Unless there’s a concerted effort by a lot more tech industry vendors than just CrowdStrike, it’s unlikely to be the last incident of this kind.
Within the software industry, it has long been a cliche´ to point out the inevitability of bugs.
As the thinking goes, the world of software is insanely complex, and the potential impact of fallible humans is an ever-present risk. Whether we like it or not, just about everyone seems to have accepted at this point that “bugs happen.”
[Related: CrowdStrike Chief Security Officer: ‘To Say We’re Devastated Is A Huge Understatement’]
However, just under a week ago, an especially nasty bug happened, and the world woke up to the worst IT outage of all time. The sad-face emoticon on the Windows blue screen of death (BSOD) was never so infuriating as it was on July 19, 2024.

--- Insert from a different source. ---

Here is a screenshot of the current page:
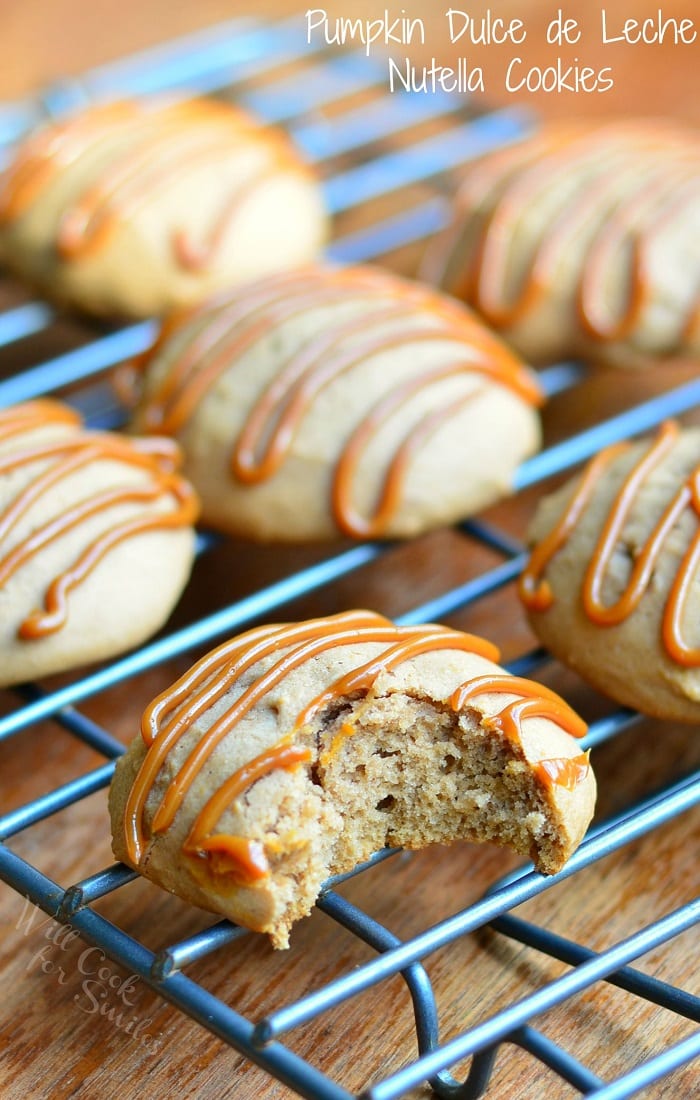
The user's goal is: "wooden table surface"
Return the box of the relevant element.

The whole thing can be traced back to a bug in CrowdStrike’s validation system, which didn’t catch a defect in a file before it was deployed to nearly 9 million Windows devices, as the cybersecurity vendor disclosed Wednesday. (I’ve reached out to CrowdStrike for further comment.)
To their credit, the leadership of CrowdStrike has taken full responsibility for this failure. Even with their history of frequently criticizing Microsoft, CrowdStrike executives have said not a peep about Microsoft bearing any responsibility for the Windows outage over the past week.
In other words, this was a bug, plain and simple.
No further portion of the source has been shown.